# Probability Theory

## Combinatorics

### Permutations

Permutations are rearrangements of objects in unqiue sequences. The total number of permutations of $n$ objects where $n_1, n_2, \cdots, n_k$ are alike is calculated as:

\begin{equation*}
\frac{n!}{n_1!n_2! \cdots n_k!} = \frac{n!}{(n-k)!}
\label{eq:1} \tag{1}
\end{equation*}

If we're just looking to order $n$ different objects, then the total number of permutations would just be $n!$.

### Combinations

Unlike permutations, combinations are an unordered collection of objects. For $n$ distinct objects taken $k$ at a time without repetition, we can calculate the total number of combinations using the Binomial Coefficient:

\begin{equation*}
{n \choose k} = \frac{n!}{k!(n-k)!}
\label{eq:2} \tag{2}
\end{equation*}

Symmetry rule of the Binomial Coefficient:

\begin{equation*}
{n \choose k} = {n \choose {n-k}}
\label{eq:3} \tag{3}
\end{equation*}

Here's the short proof of that.
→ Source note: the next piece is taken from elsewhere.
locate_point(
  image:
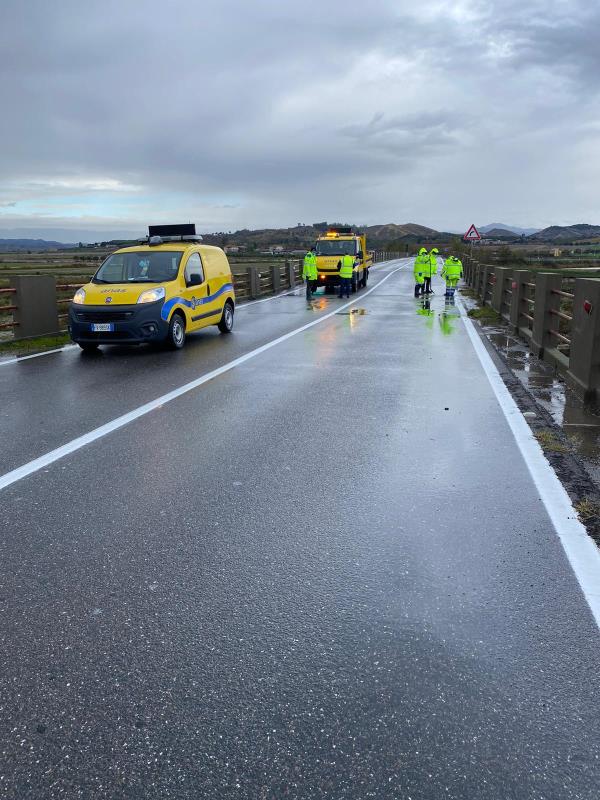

Let $0 \leq k \leq n$. Then:

\begin{equation*}
\begin{split}
{n \choose k} &= \frac{n!}{k!(n-k)!} = \frac{n!}{(n-k)!k!} \\
&= \frac{n!}{(n-k)!(n-(n-k))!} = {n \choose n-k}
\end{split}
\label{eq:4} \tag{4}
\end{equation*}

### Binomial Theorem

The Binomial Theorem is the expansion of powers of a binomial. 

\begin{equation*}
(x+y)^n = \sum_{k=0}^{n} {n \choose k} x^k y^{n-k}
\label{eq:5} \tag{5}
\end{equation*}

### Inclusion-Exclusion Principle

\begin{equation*}
P(E_1 \cup E_2) = P(E_1) + P(E_2) - P(E_1 E_2)
\label{eq:6} \tag{6}
\end{equation*}

More generally,

\begin{equation*}
P(E_1 \cup \cdots \cup E_n) = \sum_{i=1}^{n} P(E_i) - \sum_{i_1<i_2} P(E_{i_1} E_{i_2}) + \cdots + (-1)^{r+1} \sum_{i_1<i_2< \cdots <i_r} P(E_{i_1} E_{i_2} \cdots E_{i_r}) + \cdots + (-1)^{n+1} P(E_1 E_2 \cdots E_n)
\label{eq:7} \tag{7}
\end{equation*}

## Conditional Probability

### Bayes' Theorem

Conditional probability is the probability that an event will occur given that another event has already occurred. It's calculated using Bayes' Theorem:

\begin{equation*}
P(E|F) = \frac{P(E F)}{P(F)}, P(F) \neq 0
\label{eq:8} \tag{8}
\end{equation*}

Here's the short proof of that:

\begin{equation*}
\begin{split}
P(E \cap F) &= P(F \cap E) \\
\Rightarrow P(F|E)P(E) &= P(E|F)P(F) \\
\Rightarrow P(E|F) &= \frac{P(F|E)P(E)}{P(F)} = \frac{P(E F)}{P(F)}
\end{split}
\label{eq:9} \tag{9}
\end{equation*}

### Multiple Events

If there were some other event $E^C$ partitioning the sample space, then Bayes' theorem becomes:

\begin{equation*}
P(E|F) = \frac{P(F|E)P(E)}{P(F|E)P(E) + P(F|E^C)P(E^C)}
\label{eq:10} \tag{10}
\end{equation*}

In general, for multiple events $E_j$ partitioning the sample space:

\begin{equation*}
P(E_i|F) = \frac{P(F|E_i)P(E_i)}{\sum_{j=1}^{N} P(F|E_j)P(E_j)}
\label{eq:11} \tag{11}
\end{equation*}

#### Example

I have two fair coins and one double headed coin. I pick one coin at random. What's the chance of having picked a double headed coin if 100 consecutive coin tosses yield 100 heads?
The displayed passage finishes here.